Node::sync_wallets() is exposed as the capability core.lightning.sync_wallets from the ldk-node builtin app (cdylib):

  • Capability registration: modules/ldk-node/src/capabilities.rs:100, :218
  • Handler: modules/ldk-node/src/capabilities.rs:1010node.sync_wallets()

Capability dispatch in builtin apps runs on the FFI handler thread, which is not a tokio worker thread. tokio::task::block_in_place panics in that environment because it requires a current-thread tokio runtime context. The panic is then silently eaten at the extern "C" cdylib boundary (panics across FFI are UB / aborted-and-swallowed depending on panic = "unwind" config).

Concrete callers that break

All routed through apps/server/src/services/onboarding/lightning_client.rs:443invoke("core.lightning.sync_wallets", …):

Caller (file:line) Failure mode if not patched
services/onboarding/sweep_handler.rs:381,520,553,1127,1257 Onboarding sweep retry loop never returns; user funds stuck pending in temp-node wallet
services/onboarding/orchestration_service.rs:572,1128 wait_until_confirmed-style polls hang; orchestration never advances past “waiting for chain sync”
services/onboarding/inbound_liquidity_handler.rs:1082 Buyer-side liquidity request never refreshes balance after seller channel opens
services/onboarding/channel_setup_handler.rs:393 Channel-ready poll loop hangs
services/liquidity_service.rs:102 LSP ready poll hangs
apps/lps/src/api.rs:535 (/api/v1/node/sync HTTP) LPS HTTP endpoint times out

What you actually see if you drop the patch

  • Symptom: onboarding sits at "Syncing wallets…" indefinitely. No log line; no error returned. Health probe still healthy.
  • Repro: run E2E onboarding suite (tests/e2e/...sweep) on a regtest with non-empty mempool. First sync_wallets invocation never resolves.
  • The corroborating in-repo write-up of the same bug is at apps/server/src/services/onboarding/orchestration_service.rs:198–211.
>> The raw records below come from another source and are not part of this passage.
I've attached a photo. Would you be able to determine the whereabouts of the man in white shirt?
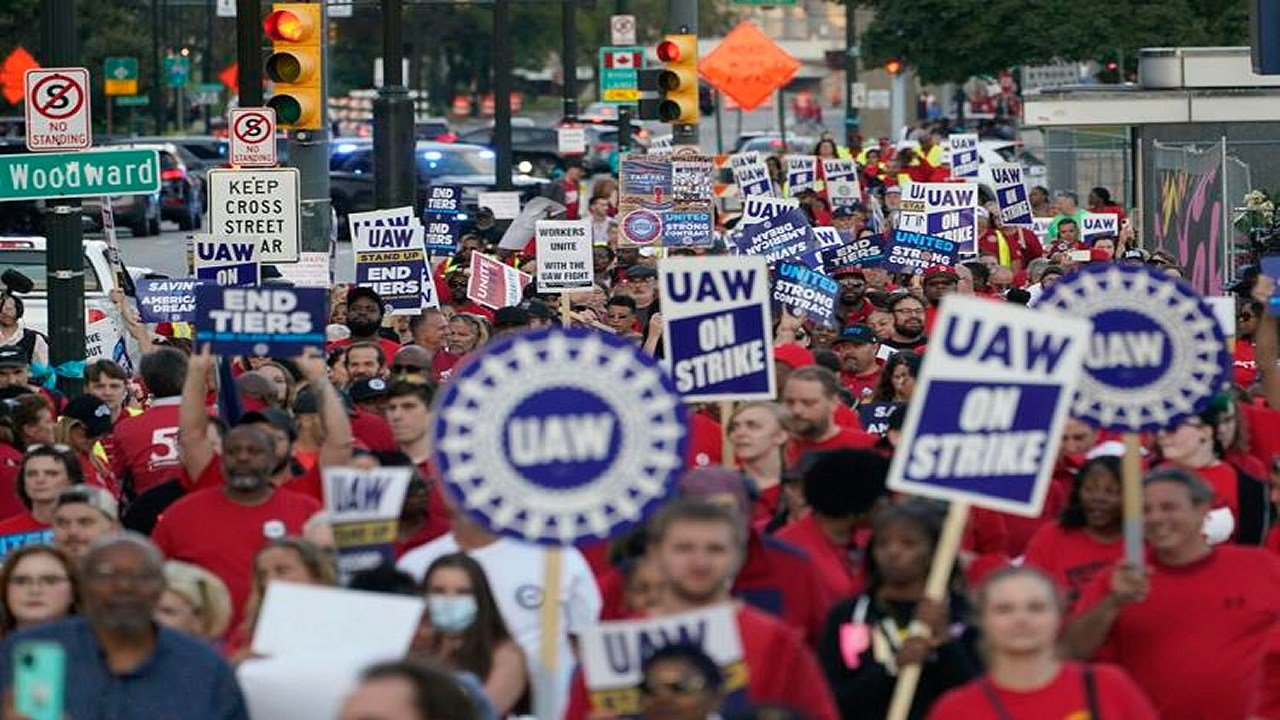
[397,507,602,717]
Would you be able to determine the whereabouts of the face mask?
[426,593,476,633]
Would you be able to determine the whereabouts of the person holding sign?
[818,500,980,720]
[1062,469,1280,720]
[928,568,1157,720]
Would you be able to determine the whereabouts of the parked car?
[0,137,160,237]
[104,140,207,231]
[329,138,548,237]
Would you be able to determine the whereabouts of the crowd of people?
[0,122,1280,720]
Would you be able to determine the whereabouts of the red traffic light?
[657,40,680,63]
[262,10,307,42]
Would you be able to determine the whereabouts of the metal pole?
[200,0,215,135]
[374,0,417,208]
[236,0,262,108]
[667,0,698,145]
[492,0,515,190]
[561,0,577,120]
[845,0,859,142]
[41,0,86,395]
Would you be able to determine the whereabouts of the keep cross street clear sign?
[209,168,300,264]
[0,150,160,200]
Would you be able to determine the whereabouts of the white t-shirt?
[396,533,603,717]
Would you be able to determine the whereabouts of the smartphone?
[13,641,67,720]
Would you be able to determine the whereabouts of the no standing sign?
[23,68,93,152]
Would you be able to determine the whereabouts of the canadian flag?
[604,53,643,69]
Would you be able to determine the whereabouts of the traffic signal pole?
[667,0,698,145]
[374,0,417,209]
[40,0,87,396]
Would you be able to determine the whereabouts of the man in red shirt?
[106,347,188,500]
[387,380,453,543]
[564,500,840,720]
[778,450,888,602]
[151,425,320,628]
[782,365,877,466]
[1064,469,1280,720]
[831,323,884,405]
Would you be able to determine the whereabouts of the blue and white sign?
[658,255,777,401]
[351,224,435,315]
[134,278,207,323]
[786,155,818,197]
[884,229,960,275]
[773,263,840,325]
[740,209,822,266]
[948,133,978,178]
[991,163,1034,228]
[196,286,329,357]
[728,152,778,197]
[191,234,261,287]
[1080,213,1120,245]
[888,295,1089,516]
[1029,264,1231,433]
[434,328,686,544]
[897,182,978,255]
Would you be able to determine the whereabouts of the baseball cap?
[63,393,111,438]
[54,483,120,523]
[832,323,879,345]
[348,378,387,402]
[236,407,298,442]
[0,345,31,368]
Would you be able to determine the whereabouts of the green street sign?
[599,46,644,105]
[102,58,138,79]
[0,150,160,200]
[164,55,191,87]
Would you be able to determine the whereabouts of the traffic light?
[262,3,325,129]
[637,35,699,124]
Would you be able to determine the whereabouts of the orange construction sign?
[0,45,40,105]
[698,22,800,110]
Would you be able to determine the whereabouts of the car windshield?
[417,147,497,178]
[0,250,102,293]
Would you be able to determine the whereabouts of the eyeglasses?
[9,575,70,589]
[640,678,707,696]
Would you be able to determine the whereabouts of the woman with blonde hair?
[155,560,232,642]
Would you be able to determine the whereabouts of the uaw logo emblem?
[1037,264,1230,433]
[435,329,686,544]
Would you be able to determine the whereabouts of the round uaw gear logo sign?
[1037,265,1230,432]
[435,329,686,544]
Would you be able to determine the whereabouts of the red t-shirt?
[777,515,870,603]
[928,662,1157,720]
[109,397,186,497]
[564,605,840,720]
[1078,544,1280,720]
[787,425,877,466]
[151,481,320,628]
[1025,521,1124,614]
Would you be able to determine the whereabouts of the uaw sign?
[1034,264,1230,433]
[658,256,776,401]
[434,328,686,544]
[888,295,1089,516]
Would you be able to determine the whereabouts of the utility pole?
[236,0,262,108]
[490,0,515,190]
[561,0,577,120]
[373,0,417,208]
[845,0,860,144]
[40,0,92,395]
[667,0,698,146]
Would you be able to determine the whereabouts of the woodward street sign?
[0,150,160,201]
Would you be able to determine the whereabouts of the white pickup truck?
[0,236,146,361]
Why we can't fix it downstream

The runtime construction lives inside a pub method body. There is no extension point on Node, no trait we can override, and no way to inject a runtime. The only fix is to edit the method body.

Upstream-ability

High. Replacing block_in_place + new_multi_thread + block_on with runtime.block_on is strictly more correct (it removes a hidden invariant that the caller already be on a tokio thread). This should be PR'd to LDK.


2. src/payment/bolt11.rsreceive_with_hints / receive_for_hash_with_hintsMUST KEEP

What changes

Adds three new methods on Bolt11Payment:

  • receive_with_hints(amount, desc, expiry, route_hints)
  • receive_for_hash_with_hints(amount, desc, expiry, payment_hash, route_hints) (HODL variant)
  • receive_with_hints_inner(...) (shared impl)

They use InvoiceBuilder directly + keys_manager.get_node_secret_key() for ECDSA-recoverable signing. (This is also why the diff threads Arc<KeysManager> through Bolt11Payment::new in src/lib.rs.)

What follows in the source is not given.